Foreign Foods – Eating foods that are produced locally is probably in the top three most important things you can do in living an eco friendly lifestyle. The carbon that is emitted by shipping foods half way across the world is astronomical. There is no reason why somebody living in Alaska should be eating Papaya grown in Ecuador. If you buy local you are decreasing your carbon footprint, you are decreasing the amount of harmful chemicals being released into the earth, and you are supporting your local economy by killing the middle man.
Shrimp – The shrimp industry is a tough one. Mass harvesting of wild shrimp was having terrible effects on other sea creatures; dolphins and other fish were being caught and killed by shrimping nets. The alternative became aquaculture, or shrimp farms. However, it has been estimated that over 3 million hectares of mangrove habitat has been killed off, mostly in beautiful tropical nations. Mangroves serve as habitat for a large variety of fish, crab, shrimp, and mollusk species.
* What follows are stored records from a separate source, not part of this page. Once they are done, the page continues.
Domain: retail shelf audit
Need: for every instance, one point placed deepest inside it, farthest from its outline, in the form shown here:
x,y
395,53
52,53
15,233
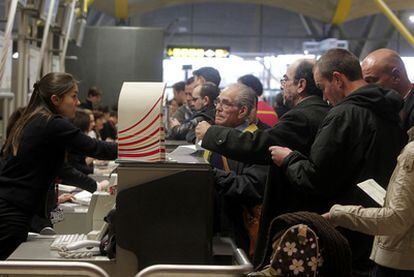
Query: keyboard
x,y
63,240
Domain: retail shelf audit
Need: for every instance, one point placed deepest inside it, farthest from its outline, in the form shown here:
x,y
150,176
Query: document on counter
x,y
374,190
184,150
83,197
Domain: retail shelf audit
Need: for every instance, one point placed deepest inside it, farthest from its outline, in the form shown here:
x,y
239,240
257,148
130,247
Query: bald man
x,y
385,68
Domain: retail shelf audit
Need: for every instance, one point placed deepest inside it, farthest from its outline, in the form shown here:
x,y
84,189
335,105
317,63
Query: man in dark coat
x,y
203,104
296,129
359,139
239,186
385,67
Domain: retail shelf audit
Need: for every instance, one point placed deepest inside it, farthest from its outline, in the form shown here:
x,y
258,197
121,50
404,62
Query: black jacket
x,y
240,188
78,162
359,139
25,178
185,131
296,129
408,111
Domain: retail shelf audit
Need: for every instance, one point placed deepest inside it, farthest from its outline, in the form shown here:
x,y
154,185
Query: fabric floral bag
x,y
295,253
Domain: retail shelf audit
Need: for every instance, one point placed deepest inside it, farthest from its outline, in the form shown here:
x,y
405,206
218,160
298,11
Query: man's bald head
x,y
386,68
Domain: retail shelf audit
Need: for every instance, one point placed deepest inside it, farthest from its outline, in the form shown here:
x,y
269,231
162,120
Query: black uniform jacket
x,y
359,139
408,111
296,129
25,178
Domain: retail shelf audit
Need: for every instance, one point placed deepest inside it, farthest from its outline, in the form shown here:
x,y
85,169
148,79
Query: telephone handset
x,y
85,248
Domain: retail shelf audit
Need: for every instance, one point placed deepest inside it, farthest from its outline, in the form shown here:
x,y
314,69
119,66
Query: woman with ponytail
x,y
34,152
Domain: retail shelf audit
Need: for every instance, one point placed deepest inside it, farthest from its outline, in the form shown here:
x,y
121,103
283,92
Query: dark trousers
x,y
382,271
14,225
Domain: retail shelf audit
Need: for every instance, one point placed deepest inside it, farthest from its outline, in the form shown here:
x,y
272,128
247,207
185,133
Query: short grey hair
x,y
245,96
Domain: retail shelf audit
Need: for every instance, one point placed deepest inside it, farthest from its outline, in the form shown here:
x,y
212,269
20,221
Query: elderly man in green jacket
x,y
296,129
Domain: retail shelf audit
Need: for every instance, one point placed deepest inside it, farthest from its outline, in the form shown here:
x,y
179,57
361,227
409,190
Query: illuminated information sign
x,y
198,52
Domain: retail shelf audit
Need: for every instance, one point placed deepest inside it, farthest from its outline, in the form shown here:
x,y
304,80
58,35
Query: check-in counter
x,y
164,213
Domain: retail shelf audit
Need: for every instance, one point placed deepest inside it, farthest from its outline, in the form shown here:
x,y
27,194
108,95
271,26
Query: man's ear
x,y
55,100
243,112
337,78
396,75
301,85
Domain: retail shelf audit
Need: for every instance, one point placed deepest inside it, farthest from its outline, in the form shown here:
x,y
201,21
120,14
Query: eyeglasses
x,y
284,79
224,103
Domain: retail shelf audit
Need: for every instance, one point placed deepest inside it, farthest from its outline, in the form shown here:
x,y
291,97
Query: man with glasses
x,y
239,185
385,67
297,129
202,103
359,139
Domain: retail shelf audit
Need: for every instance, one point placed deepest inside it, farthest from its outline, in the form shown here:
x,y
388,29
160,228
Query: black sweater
x,y
25,178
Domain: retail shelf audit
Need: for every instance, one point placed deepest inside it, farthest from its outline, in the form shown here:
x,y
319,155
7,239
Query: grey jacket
x,y
392,224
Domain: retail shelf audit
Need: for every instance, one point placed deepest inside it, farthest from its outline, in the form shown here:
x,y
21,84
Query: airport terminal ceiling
x,y
323,10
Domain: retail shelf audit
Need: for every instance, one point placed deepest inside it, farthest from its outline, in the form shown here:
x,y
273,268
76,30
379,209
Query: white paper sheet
x,y
374,190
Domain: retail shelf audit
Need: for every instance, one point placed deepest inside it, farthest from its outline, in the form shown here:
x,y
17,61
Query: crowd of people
x,y
338,122
346,122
Packaged Foods – This one is pretty self-explanatory; packaged foods are one of the most wasteful productions on the planet. Do we really need all that plastic wrap, cardboard, aluminum with all that marketing and nutritional data on every single item? No. Landfills are filling up all around the world with trash from packaged foods. We must try to decrease the amount we throw away.
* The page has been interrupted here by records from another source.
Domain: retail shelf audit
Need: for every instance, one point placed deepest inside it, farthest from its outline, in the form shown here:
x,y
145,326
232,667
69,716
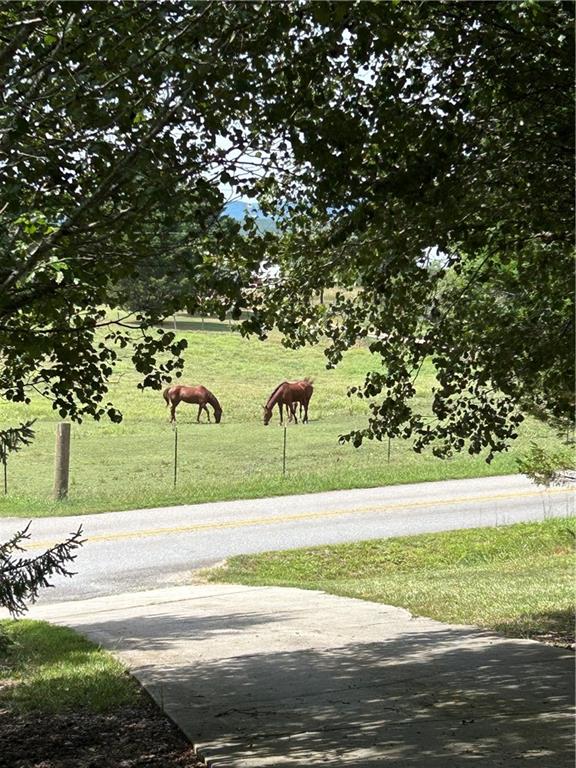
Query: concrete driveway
x,y
259,676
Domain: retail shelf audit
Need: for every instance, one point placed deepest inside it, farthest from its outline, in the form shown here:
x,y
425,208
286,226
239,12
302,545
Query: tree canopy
x,y
417,156
433,149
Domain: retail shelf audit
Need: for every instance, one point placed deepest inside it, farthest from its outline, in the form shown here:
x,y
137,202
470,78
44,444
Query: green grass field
x,y
53,669
130,465
517,580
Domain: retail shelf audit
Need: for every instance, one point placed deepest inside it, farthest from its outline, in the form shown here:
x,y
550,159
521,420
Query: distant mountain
x,y
238,210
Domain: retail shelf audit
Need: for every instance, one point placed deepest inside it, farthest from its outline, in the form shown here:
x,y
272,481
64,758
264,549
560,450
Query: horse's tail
x,y
213,400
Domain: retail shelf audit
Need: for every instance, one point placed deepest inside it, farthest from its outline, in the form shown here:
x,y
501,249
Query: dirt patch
x,y
131,737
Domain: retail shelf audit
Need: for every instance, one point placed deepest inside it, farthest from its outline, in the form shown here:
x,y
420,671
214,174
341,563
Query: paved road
x,y
145,549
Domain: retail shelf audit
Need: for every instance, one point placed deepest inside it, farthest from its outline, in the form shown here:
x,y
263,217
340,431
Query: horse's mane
x,y
213,400
275,391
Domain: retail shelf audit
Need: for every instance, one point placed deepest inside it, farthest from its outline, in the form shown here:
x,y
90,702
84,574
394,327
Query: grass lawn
x,y
517,580
130,465
53,669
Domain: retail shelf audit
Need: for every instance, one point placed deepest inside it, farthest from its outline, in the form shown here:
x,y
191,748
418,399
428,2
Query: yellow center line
x,y
255,521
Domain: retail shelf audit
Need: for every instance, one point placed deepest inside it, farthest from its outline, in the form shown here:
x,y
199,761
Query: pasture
x,y
130,465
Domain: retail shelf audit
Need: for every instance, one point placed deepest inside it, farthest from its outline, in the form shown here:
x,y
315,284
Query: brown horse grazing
x,y
289,393
199,395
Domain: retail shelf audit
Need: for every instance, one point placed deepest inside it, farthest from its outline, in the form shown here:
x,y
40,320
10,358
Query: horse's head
x,y
267,415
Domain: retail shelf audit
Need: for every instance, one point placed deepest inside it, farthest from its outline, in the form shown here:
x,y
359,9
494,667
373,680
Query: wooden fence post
x,y
175,454
62,460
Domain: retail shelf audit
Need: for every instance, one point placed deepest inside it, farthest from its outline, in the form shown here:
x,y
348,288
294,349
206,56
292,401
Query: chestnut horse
x,y
199,395
289,393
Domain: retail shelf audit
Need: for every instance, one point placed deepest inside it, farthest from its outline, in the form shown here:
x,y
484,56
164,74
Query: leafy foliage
x,y
416,155
434,149
547,467
21,578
Rice – Rice producers use up to three times the amount of freshwater than most other crops for the same amount of food produced. Freshwater is not an unlimited resource. Less than one percent of the world’s water is freshwater that humans can use for irrigation, industry, drinking water, and sanitation. With a world population of 7 billion and limited freshwater, we should be utilizing that water on healthy nutritious crops that use less water. Rice is not that.
Genetically Modified Organisms – GMOs are plants that have been genetically engineered. These creations do not occur in nature and no other humans in history have eaten GMOs. We are leading the way in fake food. Because GMOs are genetically engineered to resist herbicides like RoundUp, spraying has increased up to 15 times since the introduction of GMOs. And unfortunately, in the United States GMOs do not have to be labeled in the grocery stores like many European countries. For a list of non-GMO foods, visit nongmoproject.org.
Palm Oil – Similar to shrimp farming, the palm oil industry has clear-cut vast areas of tropical forests to make room for monoculture oil palm plantations. Thus destroying critical habitat for tigers, elephants and other species throughout Malaysia and Indonesia. Over 50% of our foods currently contain palm oil and we’d never know it because it is mostly labeled as “vegetable oil.” Thankfully, there are alternatives to this type of palm oil: see the Roundtable on Sustainable Palm Oil.
Tuna – One bluefin tuna can sell upwards of $200,000, mostly to high-end sushi restaurants in Japan. There is an interesting Netflix documentary about how the current sushi industry is not sustainable: Jiro Dreams of Sushi. Apart from overfishing of bluefin, canned tuna is perhaps a greater danger because of the “by catch” of countless dolphins, sea turtles, and other marine species that get caught in the fishing nets. For starters, look for the dolphin safe label on canned tuna next time you visit the grocery store.
There you have it. Seven of the worst foods for the environment that we consumer ALL the time. I hope this isn’t overwhelming. I’m taking “baby steps” in a lot of these areas. I don’t believe you can do it all overnight but I do think those little changes in our shopping habits can go a long way. I hope this helps.